Otra de las amenazas de Trump es la de impedir a empresas de su país para invertir en el nuestro. Ahí aplica y procede lo del fortalecimiento del mercado interno y lo del aumento de la planta productiva local. ¿Cuántos jóvenes de nuestro país estarán ideando ahora mismo poner ellos su propia empresa antes de depender o emplearse gracias a las inversiones extranjeras o las corporaciones ajenas? En las escuelas no sólo no enseñamos a que tengan autonomía y busquen innovar y proponer, sino que los hacemos dependientes y serviles; a lo más que aspiran es a ser empleados y tener buenos puestos, es decir, que les paguen otros; pero nunca les inculcamos que busquen ser ellos mismos los patrones y que puedan presumir de ser lo agentes activos de la economía y que por sus acciones muchas familias tengan el sustento mediante el trabajo y el salario.

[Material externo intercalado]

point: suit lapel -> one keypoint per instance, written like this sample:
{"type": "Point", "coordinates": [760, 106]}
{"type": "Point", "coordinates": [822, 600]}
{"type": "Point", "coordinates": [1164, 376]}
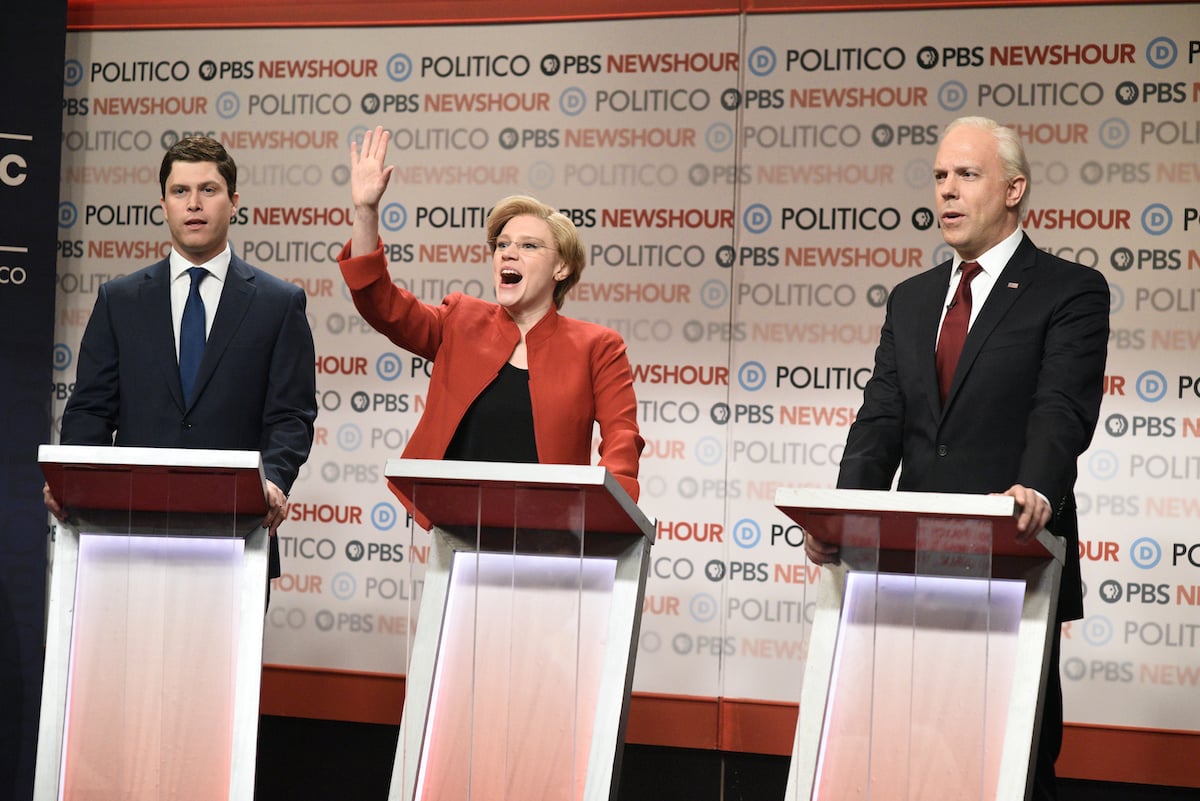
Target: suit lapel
{"type": "Point", "coordinates": [235, 299]}
{"type": "Point", "coordinates": [154, 296]}
{"type": "Point", "coordinates": [1015, 278]}
{"type": "Point", "coordinates": [928, 321]}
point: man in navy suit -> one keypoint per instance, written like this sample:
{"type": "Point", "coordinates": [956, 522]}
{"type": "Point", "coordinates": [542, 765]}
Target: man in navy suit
{"type": "Point", "coordinates": [253, 381]}
{"type": "Point", "coordinates": [1023, 402]}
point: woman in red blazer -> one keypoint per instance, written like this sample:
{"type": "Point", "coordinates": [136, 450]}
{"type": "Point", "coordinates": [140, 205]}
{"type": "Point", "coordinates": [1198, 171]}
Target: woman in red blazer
{"type": "Point", "coordinates": [513, 380]}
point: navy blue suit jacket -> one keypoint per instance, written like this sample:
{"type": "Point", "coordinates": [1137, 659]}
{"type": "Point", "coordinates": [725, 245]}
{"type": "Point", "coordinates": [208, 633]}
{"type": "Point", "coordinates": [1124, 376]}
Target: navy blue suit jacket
{"type": "Point", "coordinates": [1023, 405]}
{"type": "Point", "coordinates": [255, 391]}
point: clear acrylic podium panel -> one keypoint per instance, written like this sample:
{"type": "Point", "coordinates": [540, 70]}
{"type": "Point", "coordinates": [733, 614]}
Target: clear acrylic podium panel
{"type": "Point", "coordinates": [528, 672]}
{"type": "Point", "coordinates": [913, 661]}
{"type": "Point", "coordinates": [147, 632]}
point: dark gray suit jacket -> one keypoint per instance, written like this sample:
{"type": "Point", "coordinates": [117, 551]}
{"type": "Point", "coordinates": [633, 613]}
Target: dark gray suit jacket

Es verdad que ante estas posibilidades están siempre los obstáculos de las trabas burocráticas para iniciar o emprender negocios por parte del gobierno, amén de los impuestos y la corrupción en las dependencias públicas y aun así creo que es necesario luchar y pugnar porque la mentalidad cambie y haya más iniciativas para los emprendedores.
Por algo hay que comenzar.
Julián Hernández Castelano
Santa Ana Chiautempan, Tlaxcala.
6 de diciembre de 2016.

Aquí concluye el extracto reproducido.